The Bargain Was Struck, And Arrangements Were
Made To Start Off At Sunrise Next Day, My Commission Was Not Only To
See The Old Gentleman's Land, But To Visit The Surrounding Indians,
With A View To Missionary Work Being Commenced Among Them.
The morning dawned clear and propitious, but the chief had decided
not to go.
On enquiring the reason for the change of mind, I
discovered that his people had been telling him that I only wanted to
get him into the forest in order to kill him, and that I would not
give him the promised shirt and beads. I thought that it was much
more likely for him to kill me than I him, and I set his mind at rest
about the reward, for on the spot I gave him the coveted articles. On
receipt of those luxuries his doubts of me fled, and I soon assured
him that I had no intention whatever of taking his life. Towards noon
we started off, and, winding our way through the Indian paths in
single file, we again soon left behind us all signs of man, and saw
nothing to mark that any had passed that way before.
That night, as we sat under a large silk-cotton tree silently eating
supper off plates of palm leaves, the old chief suddenly threw down
his meat, and, with a startled expression, said, "I hear spirits!"
Never having heard such ethereal visitors myself, I smiled
incredulously, whereupon the old savage glared at me, and, leaving
his food upon the ground went away out of the firelight into the
darkness. Afraid that he might take one of the horses and return to
his people, I followed to soothe him, but his offended mood did not
pass until, as he said, the spirits had gone.

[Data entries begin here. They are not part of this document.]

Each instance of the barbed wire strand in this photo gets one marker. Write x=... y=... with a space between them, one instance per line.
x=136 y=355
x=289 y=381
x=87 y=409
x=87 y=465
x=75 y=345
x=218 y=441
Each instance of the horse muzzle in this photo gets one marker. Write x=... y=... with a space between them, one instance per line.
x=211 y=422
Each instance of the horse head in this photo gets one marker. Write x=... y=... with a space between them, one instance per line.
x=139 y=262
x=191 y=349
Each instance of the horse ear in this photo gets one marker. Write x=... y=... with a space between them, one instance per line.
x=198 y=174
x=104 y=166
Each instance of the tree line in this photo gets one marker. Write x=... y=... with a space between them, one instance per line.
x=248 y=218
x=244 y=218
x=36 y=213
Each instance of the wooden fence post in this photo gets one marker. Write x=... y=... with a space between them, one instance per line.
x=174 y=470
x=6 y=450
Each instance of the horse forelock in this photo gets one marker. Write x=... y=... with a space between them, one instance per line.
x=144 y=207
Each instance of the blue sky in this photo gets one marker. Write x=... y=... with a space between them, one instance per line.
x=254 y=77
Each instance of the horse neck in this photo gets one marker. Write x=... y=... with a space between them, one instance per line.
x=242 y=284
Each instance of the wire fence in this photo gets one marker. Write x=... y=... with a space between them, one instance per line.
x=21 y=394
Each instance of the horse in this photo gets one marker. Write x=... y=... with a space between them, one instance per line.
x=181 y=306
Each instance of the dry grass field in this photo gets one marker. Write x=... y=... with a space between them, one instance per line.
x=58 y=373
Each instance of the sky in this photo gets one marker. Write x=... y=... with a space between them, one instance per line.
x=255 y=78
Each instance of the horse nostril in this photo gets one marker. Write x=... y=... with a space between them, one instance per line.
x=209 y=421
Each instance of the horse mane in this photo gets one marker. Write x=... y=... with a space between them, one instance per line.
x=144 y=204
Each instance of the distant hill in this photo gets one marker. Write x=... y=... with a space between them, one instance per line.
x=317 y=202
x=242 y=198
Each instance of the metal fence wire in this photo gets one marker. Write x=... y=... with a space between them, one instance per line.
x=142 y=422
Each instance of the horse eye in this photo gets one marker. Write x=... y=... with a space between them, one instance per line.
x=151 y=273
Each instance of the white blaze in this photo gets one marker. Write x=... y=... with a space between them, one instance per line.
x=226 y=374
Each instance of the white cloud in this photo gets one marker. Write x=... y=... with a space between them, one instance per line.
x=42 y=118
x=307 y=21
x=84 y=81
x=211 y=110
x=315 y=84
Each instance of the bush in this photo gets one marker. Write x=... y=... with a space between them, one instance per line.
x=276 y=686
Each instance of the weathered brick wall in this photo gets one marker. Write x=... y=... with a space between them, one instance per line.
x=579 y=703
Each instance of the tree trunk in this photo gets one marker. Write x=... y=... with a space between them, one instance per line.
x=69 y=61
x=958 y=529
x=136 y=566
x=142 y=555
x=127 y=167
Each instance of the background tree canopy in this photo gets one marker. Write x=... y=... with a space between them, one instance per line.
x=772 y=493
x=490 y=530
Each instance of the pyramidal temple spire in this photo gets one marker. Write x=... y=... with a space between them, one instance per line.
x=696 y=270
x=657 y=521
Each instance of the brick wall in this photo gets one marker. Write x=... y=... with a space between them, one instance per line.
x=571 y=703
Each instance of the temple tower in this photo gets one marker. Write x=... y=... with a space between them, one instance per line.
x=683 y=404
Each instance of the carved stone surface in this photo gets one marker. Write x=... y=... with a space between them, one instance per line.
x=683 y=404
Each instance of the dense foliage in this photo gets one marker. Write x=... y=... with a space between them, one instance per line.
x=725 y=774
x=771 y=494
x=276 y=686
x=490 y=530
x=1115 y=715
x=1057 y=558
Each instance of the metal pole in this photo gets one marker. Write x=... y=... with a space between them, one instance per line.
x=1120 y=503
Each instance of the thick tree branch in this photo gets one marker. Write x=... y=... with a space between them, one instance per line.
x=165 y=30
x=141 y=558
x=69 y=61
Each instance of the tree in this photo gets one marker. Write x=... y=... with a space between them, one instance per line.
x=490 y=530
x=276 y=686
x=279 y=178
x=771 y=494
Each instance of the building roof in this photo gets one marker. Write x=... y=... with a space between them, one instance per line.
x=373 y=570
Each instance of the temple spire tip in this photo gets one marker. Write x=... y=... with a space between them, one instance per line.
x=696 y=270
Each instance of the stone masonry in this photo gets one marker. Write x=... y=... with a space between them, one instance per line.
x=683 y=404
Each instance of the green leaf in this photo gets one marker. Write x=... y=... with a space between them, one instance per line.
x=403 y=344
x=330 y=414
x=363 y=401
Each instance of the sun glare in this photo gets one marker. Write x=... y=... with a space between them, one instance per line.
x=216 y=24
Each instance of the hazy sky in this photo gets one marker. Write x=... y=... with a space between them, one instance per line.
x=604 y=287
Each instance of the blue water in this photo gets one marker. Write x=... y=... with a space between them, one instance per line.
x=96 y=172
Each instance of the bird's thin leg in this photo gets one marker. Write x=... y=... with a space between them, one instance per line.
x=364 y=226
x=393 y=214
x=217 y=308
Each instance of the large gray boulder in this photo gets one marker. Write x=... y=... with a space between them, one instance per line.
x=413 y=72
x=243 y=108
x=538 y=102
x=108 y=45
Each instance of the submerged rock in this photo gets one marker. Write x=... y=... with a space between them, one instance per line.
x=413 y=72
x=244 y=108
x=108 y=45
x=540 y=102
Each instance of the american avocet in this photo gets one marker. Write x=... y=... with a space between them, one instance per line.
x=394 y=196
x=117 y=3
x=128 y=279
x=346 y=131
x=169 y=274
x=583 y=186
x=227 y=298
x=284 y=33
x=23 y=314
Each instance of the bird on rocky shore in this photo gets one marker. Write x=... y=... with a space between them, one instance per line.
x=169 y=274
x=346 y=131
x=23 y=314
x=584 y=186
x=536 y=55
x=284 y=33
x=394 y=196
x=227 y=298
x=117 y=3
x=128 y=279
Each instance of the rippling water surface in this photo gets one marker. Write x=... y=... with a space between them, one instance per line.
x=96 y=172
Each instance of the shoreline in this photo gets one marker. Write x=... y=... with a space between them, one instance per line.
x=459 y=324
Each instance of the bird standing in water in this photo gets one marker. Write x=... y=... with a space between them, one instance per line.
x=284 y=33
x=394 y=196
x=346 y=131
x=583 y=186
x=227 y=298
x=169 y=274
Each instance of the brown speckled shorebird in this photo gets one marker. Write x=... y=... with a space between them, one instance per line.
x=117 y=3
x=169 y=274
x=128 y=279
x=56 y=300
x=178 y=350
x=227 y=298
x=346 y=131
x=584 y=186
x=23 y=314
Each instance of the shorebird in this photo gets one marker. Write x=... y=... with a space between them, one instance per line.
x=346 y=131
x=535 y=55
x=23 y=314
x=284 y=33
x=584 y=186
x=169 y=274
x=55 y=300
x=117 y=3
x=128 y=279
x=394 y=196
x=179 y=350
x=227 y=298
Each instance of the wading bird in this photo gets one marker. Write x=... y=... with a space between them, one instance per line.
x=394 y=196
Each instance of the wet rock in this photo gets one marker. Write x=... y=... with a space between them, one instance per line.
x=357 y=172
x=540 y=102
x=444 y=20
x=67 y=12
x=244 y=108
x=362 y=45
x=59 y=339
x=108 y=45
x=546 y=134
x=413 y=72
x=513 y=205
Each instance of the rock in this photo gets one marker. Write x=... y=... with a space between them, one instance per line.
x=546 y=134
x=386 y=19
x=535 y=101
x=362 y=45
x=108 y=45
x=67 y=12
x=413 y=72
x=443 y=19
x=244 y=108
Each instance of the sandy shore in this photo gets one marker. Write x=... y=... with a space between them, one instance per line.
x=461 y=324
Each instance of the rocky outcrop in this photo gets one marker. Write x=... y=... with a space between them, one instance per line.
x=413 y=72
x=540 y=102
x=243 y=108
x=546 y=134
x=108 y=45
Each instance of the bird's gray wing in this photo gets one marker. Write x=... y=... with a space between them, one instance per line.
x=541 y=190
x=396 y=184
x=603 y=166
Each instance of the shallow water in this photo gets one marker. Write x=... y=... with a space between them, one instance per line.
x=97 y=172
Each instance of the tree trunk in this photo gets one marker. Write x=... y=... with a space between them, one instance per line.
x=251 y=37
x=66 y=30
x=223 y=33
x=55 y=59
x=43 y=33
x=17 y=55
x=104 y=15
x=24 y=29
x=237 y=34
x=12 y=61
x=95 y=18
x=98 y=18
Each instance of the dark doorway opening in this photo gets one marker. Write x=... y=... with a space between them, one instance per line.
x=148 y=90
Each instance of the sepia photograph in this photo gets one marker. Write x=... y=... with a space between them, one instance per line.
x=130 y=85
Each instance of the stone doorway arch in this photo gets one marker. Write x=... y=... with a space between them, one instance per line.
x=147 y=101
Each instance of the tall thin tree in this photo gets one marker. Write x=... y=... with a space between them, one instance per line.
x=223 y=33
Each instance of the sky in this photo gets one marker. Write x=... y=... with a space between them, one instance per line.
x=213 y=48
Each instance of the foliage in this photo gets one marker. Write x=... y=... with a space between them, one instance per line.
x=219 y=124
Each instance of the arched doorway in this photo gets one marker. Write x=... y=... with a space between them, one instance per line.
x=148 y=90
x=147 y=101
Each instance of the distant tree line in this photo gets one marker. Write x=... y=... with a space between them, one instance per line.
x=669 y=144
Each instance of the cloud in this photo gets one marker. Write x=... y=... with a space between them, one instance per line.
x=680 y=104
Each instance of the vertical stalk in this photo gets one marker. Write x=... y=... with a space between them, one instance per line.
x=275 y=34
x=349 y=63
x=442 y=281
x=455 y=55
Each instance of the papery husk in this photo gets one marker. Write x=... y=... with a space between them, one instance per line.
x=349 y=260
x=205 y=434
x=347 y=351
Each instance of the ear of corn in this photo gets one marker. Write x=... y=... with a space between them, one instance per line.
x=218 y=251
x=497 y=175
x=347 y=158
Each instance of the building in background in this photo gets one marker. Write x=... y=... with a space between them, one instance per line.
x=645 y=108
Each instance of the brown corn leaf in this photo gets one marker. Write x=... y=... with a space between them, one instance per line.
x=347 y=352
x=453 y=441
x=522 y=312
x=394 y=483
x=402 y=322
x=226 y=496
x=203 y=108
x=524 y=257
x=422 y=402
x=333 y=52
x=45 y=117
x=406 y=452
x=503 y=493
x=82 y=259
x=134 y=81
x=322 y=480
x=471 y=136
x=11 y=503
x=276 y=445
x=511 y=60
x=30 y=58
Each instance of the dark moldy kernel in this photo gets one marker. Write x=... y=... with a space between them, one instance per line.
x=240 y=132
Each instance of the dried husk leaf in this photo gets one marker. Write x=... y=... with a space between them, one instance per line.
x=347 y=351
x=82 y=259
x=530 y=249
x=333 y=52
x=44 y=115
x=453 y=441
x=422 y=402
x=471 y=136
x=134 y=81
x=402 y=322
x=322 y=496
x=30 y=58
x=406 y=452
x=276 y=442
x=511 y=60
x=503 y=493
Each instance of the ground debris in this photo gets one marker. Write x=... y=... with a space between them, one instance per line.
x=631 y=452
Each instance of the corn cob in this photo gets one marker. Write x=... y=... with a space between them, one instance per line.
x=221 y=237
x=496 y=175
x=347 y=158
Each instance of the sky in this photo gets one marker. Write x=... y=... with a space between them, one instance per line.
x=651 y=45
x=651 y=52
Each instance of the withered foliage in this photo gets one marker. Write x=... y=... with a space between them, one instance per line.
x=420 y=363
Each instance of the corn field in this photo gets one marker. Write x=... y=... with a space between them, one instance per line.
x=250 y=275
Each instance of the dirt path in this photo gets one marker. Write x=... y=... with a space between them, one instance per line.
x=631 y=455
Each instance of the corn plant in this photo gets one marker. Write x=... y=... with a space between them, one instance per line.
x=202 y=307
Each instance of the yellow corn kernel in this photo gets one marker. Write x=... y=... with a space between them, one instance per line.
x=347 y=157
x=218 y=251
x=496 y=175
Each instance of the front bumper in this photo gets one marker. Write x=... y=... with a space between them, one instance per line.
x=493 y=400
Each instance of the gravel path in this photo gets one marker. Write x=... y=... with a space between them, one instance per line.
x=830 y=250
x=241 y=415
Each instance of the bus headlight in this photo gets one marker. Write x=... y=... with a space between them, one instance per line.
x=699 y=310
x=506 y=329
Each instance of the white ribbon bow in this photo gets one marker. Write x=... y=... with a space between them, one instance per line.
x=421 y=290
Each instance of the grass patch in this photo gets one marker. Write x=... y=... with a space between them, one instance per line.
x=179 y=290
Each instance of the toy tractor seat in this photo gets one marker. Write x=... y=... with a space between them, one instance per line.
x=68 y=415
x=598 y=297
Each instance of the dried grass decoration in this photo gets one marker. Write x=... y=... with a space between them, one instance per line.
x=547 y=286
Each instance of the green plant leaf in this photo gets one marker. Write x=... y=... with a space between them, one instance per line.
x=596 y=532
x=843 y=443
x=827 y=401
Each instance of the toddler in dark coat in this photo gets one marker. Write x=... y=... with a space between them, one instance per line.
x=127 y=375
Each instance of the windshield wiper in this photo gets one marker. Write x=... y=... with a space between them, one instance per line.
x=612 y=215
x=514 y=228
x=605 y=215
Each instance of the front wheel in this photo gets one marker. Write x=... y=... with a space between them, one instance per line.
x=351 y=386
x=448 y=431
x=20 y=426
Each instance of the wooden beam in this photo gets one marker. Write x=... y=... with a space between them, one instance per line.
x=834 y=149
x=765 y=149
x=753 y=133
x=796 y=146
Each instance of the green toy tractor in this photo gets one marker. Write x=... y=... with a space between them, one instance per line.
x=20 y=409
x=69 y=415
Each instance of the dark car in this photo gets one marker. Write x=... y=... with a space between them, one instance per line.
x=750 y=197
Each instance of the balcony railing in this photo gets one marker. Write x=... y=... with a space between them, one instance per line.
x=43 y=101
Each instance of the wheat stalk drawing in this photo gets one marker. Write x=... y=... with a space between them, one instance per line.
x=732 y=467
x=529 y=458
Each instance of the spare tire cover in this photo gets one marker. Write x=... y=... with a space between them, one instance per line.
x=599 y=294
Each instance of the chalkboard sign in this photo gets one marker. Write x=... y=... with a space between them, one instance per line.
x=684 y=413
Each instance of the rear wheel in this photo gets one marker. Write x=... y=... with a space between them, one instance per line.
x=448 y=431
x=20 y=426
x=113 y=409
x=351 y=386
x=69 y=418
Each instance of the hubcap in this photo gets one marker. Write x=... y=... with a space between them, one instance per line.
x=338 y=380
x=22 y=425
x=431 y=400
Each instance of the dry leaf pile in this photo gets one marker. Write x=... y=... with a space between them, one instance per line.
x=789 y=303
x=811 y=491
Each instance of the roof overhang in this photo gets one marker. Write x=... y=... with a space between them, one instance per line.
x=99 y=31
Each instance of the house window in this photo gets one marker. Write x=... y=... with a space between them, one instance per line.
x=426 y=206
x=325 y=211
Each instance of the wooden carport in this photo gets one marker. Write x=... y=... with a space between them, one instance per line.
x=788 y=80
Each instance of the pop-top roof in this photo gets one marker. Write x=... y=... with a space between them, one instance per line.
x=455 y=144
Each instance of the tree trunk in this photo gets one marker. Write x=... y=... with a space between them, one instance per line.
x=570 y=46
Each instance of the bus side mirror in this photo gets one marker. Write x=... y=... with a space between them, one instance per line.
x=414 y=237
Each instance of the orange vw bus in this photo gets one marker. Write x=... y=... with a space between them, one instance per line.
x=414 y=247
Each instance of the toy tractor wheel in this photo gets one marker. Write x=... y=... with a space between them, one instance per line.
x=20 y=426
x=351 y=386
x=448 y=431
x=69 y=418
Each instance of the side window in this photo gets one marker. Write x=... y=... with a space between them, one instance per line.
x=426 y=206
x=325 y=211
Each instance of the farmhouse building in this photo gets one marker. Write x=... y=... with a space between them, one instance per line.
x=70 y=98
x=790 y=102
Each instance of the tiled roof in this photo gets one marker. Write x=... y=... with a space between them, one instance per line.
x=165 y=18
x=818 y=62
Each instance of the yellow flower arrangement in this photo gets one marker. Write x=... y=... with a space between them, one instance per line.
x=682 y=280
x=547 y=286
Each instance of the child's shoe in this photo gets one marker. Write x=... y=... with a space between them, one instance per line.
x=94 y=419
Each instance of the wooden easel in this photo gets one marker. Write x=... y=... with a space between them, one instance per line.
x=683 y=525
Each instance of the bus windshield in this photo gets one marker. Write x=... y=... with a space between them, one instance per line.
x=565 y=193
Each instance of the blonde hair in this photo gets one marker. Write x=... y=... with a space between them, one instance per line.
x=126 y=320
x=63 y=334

On the third day scarcity of water began to be felt. We had been
slowly ascending the rugged steeps of a mountain, and as the day wore
on the thirst grew painful. That night both we and the horses had to
be content with the dew-drops we sucked from the grass, and our dumb
companions showed signs of great exhaustion. The Indian assured me
that if we could push on we would, by next evening, come to a
beautiful lake in the mountains: so, ere the sun rose next morning,
we were in the saddle on our journey to the coveted water.
All that day we plodded along painfully, silently. Our lips were
dried together, and our tongues swollen. Thirst hurts! The horses
hung their heads and ears, and we were compelled to dismount and go
afoot. The poor creatures were getting so thin that our weight seemed
to crush them to the earth. The sun again set, darkness fell, and the
lake was, for all I could see, a dream of the chief, our guide. At
night, after repeating the sucking of the dew, we ate a little, drank
the blood of an animal, and tried to sleep.